The big questions now are: How long a respite has the Federal Reserve taken before starting to taper its program of monetary stimulus, and how much damage may have already been done to emerging economies over the past several months by market volatility and capital flight? Most economists regard Fed tapering as inevitable, and still probable in the coming months.

Foreign borrowing

The emerging economies facing the biggest challenges in recent months have been wrestling with broadly measured trade deficits equal to several percent or more of their annual output. They have relied until now on foreign investment to pay for these deficits as well as to finance interest payments on foreign borrowing, making them especially vulnerable to capital outflows that have reached tens of billions of dollars over the summer. Falling emerging market currencies have also driven up the cost of commodities like oil that are priced in dollars.

The Bank of Indonesia raised its two benchmark interest rates by a quarter of a percent on Sept. 12, in what was widely interpreted by economists at the time as an unexpected measure to try to halt the increasingly rapid descent of the rupiah. The rupiah stopped falling after the central bank acted.

But Johansyah denied that the main motive had been to respond to currency markets, saying that the central bank’s plan had been to address inflationary pressures within Indonesia and curb the current account deficit, a broad measure of trade. “We put all of our policies toward stabilisation” of the rupiah, inflation and the current account, he said. “This is our focus now, rather than growth.”

A Goldman Sachs analysis found that interest rates fluctuated more in Indonesia in response to Fed policy actions than in any of 18 other emerging markets studied. Indonesia allows both its citizens and foreigners to hold deposits in dollars at Indonesian banks. Many were reluctant to convert those deposits to rupiah until recently because they worried that the local currency was overvalued, but the central bank now perceives signs that exporters and others with dollars are becoming more willing to convert them, Johansyah said.

“Some dollar holders are happy at this level, so they are ready to convert dollars to rupiah,” he said. The Bank of Indonesia gained political independence in 1999 after Indonesia suffered among the greatest damage from the Asian financial crisis in 1997 and 1998, although the bank continues to work closely with the government.

President Xi Jinping of China is expected to come to Indonesia on Oct. 2 and hold extensive meetings the following day with Indonesian leaders. Sofjan Wanandi, a local tycoon who is the chairman of the Indonesian Employers’ Association and a close adviser of national leaders, said in an interview that he expected China to provide Indonesia with a $25 billion bilateral swap agreement.

That would buttress Indonesia’s ability to intervene in currency markets to stem any further slide of the rupiah. The Bank of Indonesia had foreign exchange reserves of $93 billion as of Aug. 30, the most recent date available.
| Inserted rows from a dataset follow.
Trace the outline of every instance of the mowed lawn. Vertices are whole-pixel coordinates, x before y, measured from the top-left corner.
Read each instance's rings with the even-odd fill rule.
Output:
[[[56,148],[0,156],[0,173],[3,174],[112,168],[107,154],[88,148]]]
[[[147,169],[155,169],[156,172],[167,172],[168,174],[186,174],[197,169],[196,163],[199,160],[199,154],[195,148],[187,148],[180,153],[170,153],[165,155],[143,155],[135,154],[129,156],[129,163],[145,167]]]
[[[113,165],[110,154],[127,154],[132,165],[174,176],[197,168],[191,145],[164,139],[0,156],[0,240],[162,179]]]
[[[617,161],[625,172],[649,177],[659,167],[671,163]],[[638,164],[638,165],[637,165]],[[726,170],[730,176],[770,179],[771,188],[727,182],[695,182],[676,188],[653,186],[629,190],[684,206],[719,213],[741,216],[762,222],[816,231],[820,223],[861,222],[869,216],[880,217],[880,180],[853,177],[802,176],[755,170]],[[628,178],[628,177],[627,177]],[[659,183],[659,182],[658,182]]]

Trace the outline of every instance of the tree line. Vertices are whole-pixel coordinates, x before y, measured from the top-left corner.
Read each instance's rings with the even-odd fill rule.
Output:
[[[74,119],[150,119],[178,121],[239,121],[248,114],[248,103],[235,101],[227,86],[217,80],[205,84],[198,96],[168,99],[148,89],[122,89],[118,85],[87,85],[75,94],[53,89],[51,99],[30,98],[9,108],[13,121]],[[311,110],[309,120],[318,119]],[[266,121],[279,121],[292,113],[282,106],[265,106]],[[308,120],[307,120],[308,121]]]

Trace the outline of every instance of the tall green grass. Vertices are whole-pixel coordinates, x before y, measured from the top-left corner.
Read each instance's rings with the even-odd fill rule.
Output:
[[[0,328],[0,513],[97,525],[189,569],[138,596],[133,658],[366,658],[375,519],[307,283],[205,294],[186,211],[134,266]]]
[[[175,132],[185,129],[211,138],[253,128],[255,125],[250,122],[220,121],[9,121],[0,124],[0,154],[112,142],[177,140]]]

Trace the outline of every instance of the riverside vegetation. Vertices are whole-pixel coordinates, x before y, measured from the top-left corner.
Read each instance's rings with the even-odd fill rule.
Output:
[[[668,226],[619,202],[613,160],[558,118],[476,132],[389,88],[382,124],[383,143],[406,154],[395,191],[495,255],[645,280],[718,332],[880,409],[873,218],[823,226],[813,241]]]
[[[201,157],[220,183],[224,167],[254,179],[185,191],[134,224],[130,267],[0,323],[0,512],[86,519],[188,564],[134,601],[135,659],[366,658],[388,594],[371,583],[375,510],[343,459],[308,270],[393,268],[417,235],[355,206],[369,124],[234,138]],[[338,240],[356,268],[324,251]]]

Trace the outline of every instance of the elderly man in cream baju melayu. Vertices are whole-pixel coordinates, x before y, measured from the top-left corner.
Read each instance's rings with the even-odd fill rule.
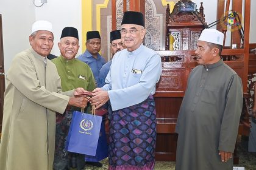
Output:
[[[1,170],[52,170],[55,112],[68,105],[85,107],[88,100],[74,97],[83,88],[63,92],[54,64],[47,59],[53,46],[52,24],[38,21],[32,26],[31,47],[17,54],[6,76]]]

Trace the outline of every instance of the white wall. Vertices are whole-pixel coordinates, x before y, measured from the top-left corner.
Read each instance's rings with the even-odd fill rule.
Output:
[[[40,0],[35,1],[40,4]],[[81,0],[48,0],[42,7],[35,8],[37,20],[44,19],[52,23],[54,45],[51,53],[57,56],[60,55],[58,42],[62,29],[65,27],[73,27],[78,30],[80,47],[77,55],[82,53],[81,2]]]
[[[14,56],[29,47],[29,36],[35,21],[32,0],[0,1],[2,14],[4,60],[5,74]]]
[[[250,43],[256,43],[256,1],[251,0]]]
[[[18,52],[29,47],[29,36],[34,22],[38,19],[48,20],[53,24],[54,46],[52,53],[59,56],[57,42],[62,29],[66,26],[77,29],[79,44],[82,43],[81,1],[86,0],[48,0],[41,7],[35,7],[33,0],[0,1],[0,13],[3,24],[4,67],[7,72],[11,61]],[[216,21],[217,0],[193,0],[200,7],[204,2],[204,13],[208,24]],[[256,43],[256,1],[251,0],[250,43]],[[40,0],[35,0],[37,5]],[[165,14],[164,14],[165,15]],[[226,41],[226,42],[228,41]],[[80,47],[77,55],[82,53]]]

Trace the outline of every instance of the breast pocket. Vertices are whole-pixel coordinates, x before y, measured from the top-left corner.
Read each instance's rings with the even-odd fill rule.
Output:
[[[218,96],[218,88],[210,86],[205,86],[202,93],[202,101],[210,104],[215,104],[217,101]]]

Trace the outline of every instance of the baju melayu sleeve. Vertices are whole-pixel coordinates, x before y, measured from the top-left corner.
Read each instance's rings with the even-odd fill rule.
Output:
[[[39,80],[41,78],[41,78],[41,80],[45,80],[44,76],[51,73],[51,70],[49,69],[54,69],[54,65],[48,60],[49,64],[46,65],[46,70],[49,67],[49,72],[46,71],[44,73],[44,64],[43,63],[44,58],[34,50],[31,51],[35,58],[31,58],[28,59],[27,56],[22,55],[21,57],[15,58],[7,75],[7,80],[31,101],[49,109],[63,113],[69,100],[68,96],[63,94],[71,95],[73,90],[66,93],[62,92],[59,76],[51,77],[54,80],[58,80],[58,86],[55,87],[56,92],[47,90],[45,87],[46,85],[47,86],[47,82],[40,81]],[[46,80],[51,81],[47,79],[47,77]]]
[[[161,73],[161,58],[143,44],[133,52],[126,49],[116,53],[102,87],[108,90],[113,110],[138,104],[154,94]]]
[[[95,89],[95,81],[89,66],[77,59],[66,59],[60,56],[52,60],[56,65],[58,73],[62,78],[61,84],[63,91],[77,87],[92,91]]]

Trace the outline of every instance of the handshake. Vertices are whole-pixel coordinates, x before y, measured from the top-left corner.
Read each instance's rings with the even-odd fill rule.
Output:
[[[93,92],[88,92],[82,87],[76,89],[74,91],[74,97],[69,97],[69,101],[68,101],[68,105],[80,108],[85,108],[87,106],[88,102],[91,102],[90,100],[91,97],[93,97],[93,93],[94,92],[94,90],[93,90]],[[96,107],[96,109],[99,108]],[[99,109],[96,110],[96,114],[102,115],[107,112],[107,109],[101,107]]]

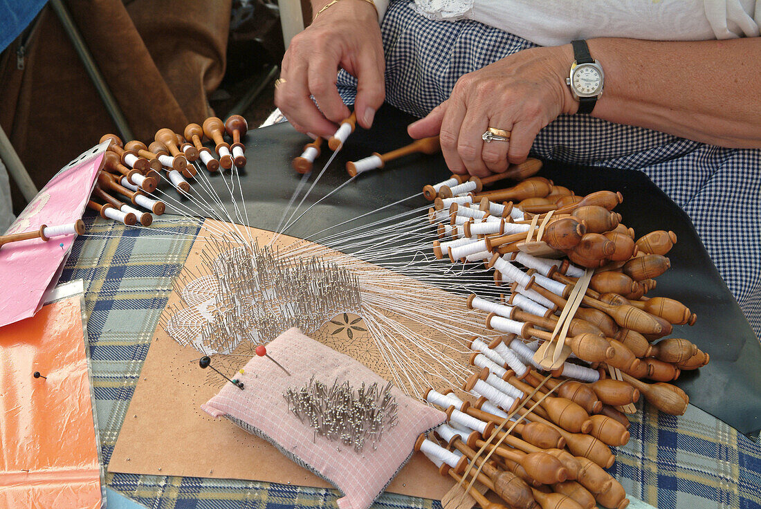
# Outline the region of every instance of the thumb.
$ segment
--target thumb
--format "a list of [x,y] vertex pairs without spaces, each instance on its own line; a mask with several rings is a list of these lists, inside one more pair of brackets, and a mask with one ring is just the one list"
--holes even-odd
[[435,136],[441,130],[441,121],[447,113],[449,100],[444,101],[425,117],[407,126],[407,133],[414,139]]

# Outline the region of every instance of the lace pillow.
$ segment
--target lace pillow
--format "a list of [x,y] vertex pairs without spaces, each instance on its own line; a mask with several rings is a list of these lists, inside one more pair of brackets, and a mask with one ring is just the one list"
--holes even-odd
[[201,408],[333,484],[345,495],[341,509],[370,507],[412,456],[418,435],[446,420],[298,329],[267,345],[267,353],[290,376],[266,357],[254,357],[237,377],[243,390],[226,383]]

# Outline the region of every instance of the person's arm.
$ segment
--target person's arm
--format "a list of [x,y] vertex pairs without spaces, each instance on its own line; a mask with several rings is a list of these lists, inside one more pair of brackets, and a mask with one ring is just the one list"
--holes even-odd
[[[724,147],[761,148],[761,39],[587,43],[605,72],[594,116]],[[570,44],[534,48],[465,75],[409,134],[441,132],[453,171],[504,171],[508,161],[526,158],[540,129],[578,110],[565,84],[573,60]],[[511,131],[510,142],[484,143],[489,126]]]
[[[316,15],[330,1],[313,0],[312,11]],[[355,110],[359,125],[368,129],[385,97],[385,62],[378,16],[365,0],[335,2],[291,40],[275,104],[296,129],[330,136],[349,116],[336,87],[339,68],[358,81]]]

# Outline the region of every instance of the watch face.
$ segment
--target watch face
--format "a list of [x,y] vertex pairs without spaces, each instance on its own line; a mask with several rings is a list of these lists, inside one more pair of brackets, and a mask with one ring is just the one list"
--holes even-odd
[[574,69],[572,80],[576,94],[582,97],[597,95],[597,91],[602,87],[603,75],[596,66],[591,64],[581,64]]

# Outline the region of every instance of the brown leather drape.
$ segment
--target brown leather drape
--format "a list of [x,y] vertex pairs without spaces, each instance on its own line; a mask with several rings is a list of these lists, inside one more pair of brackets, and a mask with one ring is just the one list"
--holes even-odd
[[[224,74],[230,0],[68,0],[75,21],[134,135],[148,142],[211,114]],[[0,59],[0,125],[38,187],[116,127],[49,7],[17,65],[20,37]],[[11,188],[14,208],[21,197]]]

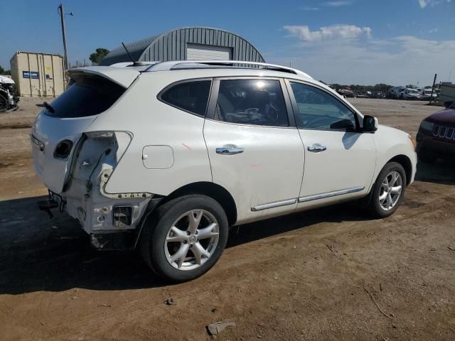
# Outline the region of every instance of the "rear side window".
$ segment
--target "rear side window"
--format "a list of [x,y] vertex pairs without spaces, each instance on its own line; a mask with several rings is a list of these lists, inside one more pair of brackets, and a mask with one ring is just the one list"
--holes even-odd
[[279,80],[222,80],[215,119],[257,126],[288,126]]
[[54,117],[84,117],[107,110],[125,92],[123,87],[100,76],[81,74],[75,82],[44,108]]
[[333,96],[316,87],[291,82],[297,102],[297,126],[304,129],[355,130],[355,115]]
[[165,103],[196,115],[205,116],[210,80],[184,82],[171,86],[160,96]]

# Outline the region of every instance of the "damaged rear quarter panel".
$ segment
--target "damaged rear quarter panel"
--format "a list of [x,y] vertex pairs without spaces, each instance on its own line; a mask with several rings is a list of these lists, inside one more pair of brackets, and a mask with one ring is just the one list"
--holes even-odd
[[[185,72],[142,74],[122,100],[100,114],[88,128],[93,131],[128,131],[134,135],[127,152],[109,178],[107,192],[146,192],[168,195],[189,183],[212,181],[203,135],[204,118],[156,99],[157,94],[168,84],[186,77]],[[161,145],[172,148],[172,166],[147,169],[143,162],[144,147]]]

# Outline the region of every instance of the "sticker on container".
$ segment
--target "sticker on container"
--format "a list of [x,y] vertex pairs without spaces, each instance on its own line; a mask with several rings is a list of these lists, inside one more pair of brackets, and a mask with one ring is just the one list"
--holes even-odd
[[40,72],[38,71],[22,71],[22,77],[23,78],[30,78],[32,80],[38,80]]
Some analysts cautioned that the Fed’s statement was likely to be only a ‘short-term positive,’ particularly as the timing of a reduction in bond-buying and the sustainability of a recent upswing in China’s economy remained uncertain.

After an initial relief rally over the next few days, “markets will start to fret again about tapering beginning in December. And that won’t be the end of it. Once tapering begins, the next worry will be when asset purchases will end altogether. And then, when rates will rise,” equity strategists at HSBC wrote in a research note. “We see a year or more when equity markets dip (and then recover) each time the Fed moves to (or toward) ending its ultra-easy policy.”

Meanwhile, they added, the delay in the Fed’s ‘tapering’ of its stimulus gives policy makers in Asia a chance to speed up much-needed reforms. “But the risk is that the current surge in equity markets could also bring back complacency.”